In DVD/Blu-ray by Alex Moss Editor

Stretch director Joe Carnahan is a difficult filmmaker to pin down. One minute he can be offering musings on life and death while facing down man-eating wolves in The Grey, the next he can be delivering cartoonish violence in the ‘better than it has any right to be’ Smokin Aces. Of course sandwiched in between all this is the horror that was The A-Team.

Remember David Cronenberg’s Cosmopolis? You know, the one where Robert Pattinson rides around New York in a limo dwelling what it all means while encountering a series of increasingly weird characters, most of whom want him dead? Stretch is the antithesis of that film, but with the same basic premise.

Limo driver Stretch (Patrick Wilson) isn’t having a great year; his nearly fiancé (Brooklyn Decker) dumped him for an all-star quarterback, he quit drinking, gambling and drugs and on top of it all he owes a violent gangster six thousand dollars, by midnight. In a desperate attempt to raise the money his friend Charlie (Jessica Alba) hooks him up with a few premium clients; first there’s David Hasseloff then Ray Liota before eccentric billionaire Roger Karos (Chris Pine) promises to make all his problems go away if he drives him around for the night. Sounds like easy money, but between missing guns, being haunted by former colleague Karl (Ed Helms) and his boss wanting to fire him Stretch is about to have a very bad night.

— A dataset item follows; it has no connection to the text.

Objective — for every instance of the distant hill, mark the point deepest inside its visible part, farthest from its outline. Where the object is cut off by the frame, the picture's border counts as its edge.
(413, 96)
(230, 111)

In case there was any doubt here Stretch falls firmly into Carnahan’s Smokin Aces cartoonish wheelhouse. It’s over-the-top almost pastiche of ‘90s action cinema. There’s a Looney Tunes mentality to the violence and characters on offer. In fact at times it’s so utterly stupid that Bugs Bunny may well find it all a little head-scratchingly ludicrous.

The problems that Stretch encounters become increasingly more absurd as he and his clients delve deeper and deeper into the LA night scene. It seems to be Carnahan offering up a cynical look at Hollywood; a place in which on every street corner, behind every tinted-window wheel is someone just desperate for fame, and willing to do anything for it. Even Stretch is an aspiring actor who seems only able to perform when under pressure. Make of that what you will.

It’s never an easy watch, most of the time it’s the kind of film that’s going to leave you asking; “why did they make this and what is the point of it all?” But there is a certain charm that occasionally rears its head. Wilson is a likable lead, his Stretch might be all kinds of loser but he’s one that tries and we all like someone who makes the effort. Alba offers a cute all-too-obvious potential love interest for him while Chris Pine is clearly reveling in the madcap crazy that arguably shot him to the big time with his Neo Nazi role in Smokin Aces.

Utterly forgettable and rarely making anything close to resembling sense Stretch, much like it’s protagonist, is in for a bumpy ride but just about gets there, if not entirely in one piece.